Les erreurs qui coûtent un entretien
Ne donner aucun indicateur
Tickets par jour, taux de résolution au niveau 1, délai moyen, taille du parc, nombre d'utilisateurs : ces chiffres sont dans votre outil de ticketing et personne ne les reprend. Un responsable qui les trouve sur un CV sait à qui il a affaire, et il n'aura pas cette information ailleurs.
Confondre niveau 1 et niveau 2
Le niveau 1 qualifie, applique une procédure et escalade ; le niveau 2 diagnostique, administre et résout ce que le premier n'a pas su faire. Ce sont deux postes et deux grilles. Dites précisément ce que vous faites, et sur quelles technologies.
Empiler les technologies
Une liste de vingt lignes dilue les cinq que vous maîtrisez et rend l'entretien technique risqué, parce que le recruteur piochera dedans. Hiérarchisez : ce que vous administrez au quotidien, puis ce que vous avez pratiqué. Cette distinction est en elle-même un signal de sérieux.
Oublier la relation utilisateur
La moitié du métier consiste à parler à quelqu'un dont le travail est bloqué et qui n'a pas le vocabulaire. Savoir expliquer sans condescendance, rassurer, tenir un engagement de rappel : c'est une compétence réelle, rarement écrite, et c'est souvent elle qui départage deux profils techniquement équivalents.
Questions fréquentes
- Faut-il un diplôme pour entrer dans le support ?
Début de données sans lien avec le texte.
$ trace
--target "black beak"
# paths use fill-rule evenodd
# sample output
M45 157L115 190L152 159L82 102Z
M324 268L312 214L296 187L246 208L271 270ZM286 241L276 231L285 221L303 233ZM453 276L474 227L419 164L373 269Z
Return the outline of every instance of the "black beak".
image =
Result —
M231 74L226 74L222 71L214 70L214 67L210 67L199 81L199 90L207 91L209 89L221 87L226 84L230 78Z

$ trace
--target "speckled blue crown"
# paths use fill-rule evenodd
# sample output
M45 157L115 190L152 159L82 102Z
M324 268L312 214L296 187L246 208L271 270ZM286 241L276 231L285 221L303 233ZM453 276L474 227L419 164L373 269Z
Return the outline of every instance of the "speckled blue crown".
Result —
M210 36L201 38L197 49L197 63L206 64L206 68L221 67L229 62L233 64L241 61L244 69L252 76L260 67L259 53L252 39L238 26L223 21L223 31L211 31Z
- Non, c'est l'une des portes les plus ouvertes du secteur informatique. Le BTS SIO et les titres professionnels facilitent l'entrée, mais beaucoup de techniciens sont autodidactes ou reconvertis. Ce qui décide, c'est la capacité à diagnostiquer méthodiquement et à parler à un utilisateur. Une certification et un parc personnel bien documenté compensent largement l'absence de diplôme.
- Infogérance ou support interne : que choisir ?
- L'infogérance expose à de nombreux environnements en peu de temps et forme très vite ; le rythme y est soutenu et la relation client permanente. Le support interne offre une connaissance profonde d'un système et des utilisateurs qu'on retrouve chaque jour, avec plus de stabilité. Beaucoup de parcours commencent par l'infogérance et se poursuivent en interne.
- Les certifications valent-elles l'investissement ?
- Certaines, oui, et elles se remarquent : les certifications Microsoft sur l'administration et la messagerie, les fondamentaux réseau, et de plus en plus le cloud. Elles compensent un manque de diplôme et prouvent une démarche d'apprentissage autonome. Citez-les avec l'année, et seulement celles que vous pouvez défendre.
- Comment évoluer depuis le support ?
- Trois directions principales. L'administration systèmes et réseaux, qui prolonge naturellement le niveau 2. La spécialisation — cybersécurité, cloud, réseau, virtualisation — qui se prépare par des certifications. Et l'encadrement, vers le poste de responsable support ou de chef d'équipe. Faites apparaître sur votre CV ce que vous faites déjà dans la direction visée.
- Faut-il mentionner l'astreinte ?
- Oui, c'est un avantage. Beaucoup de candidats la refusent, ce qui rend précieux ceux qui l'acceptent. Précisez le rythme tenu et le fait d'être intervenu seul hors horaires. Cela démontre une autonomie que rien d'autre ne prouve aussi directement.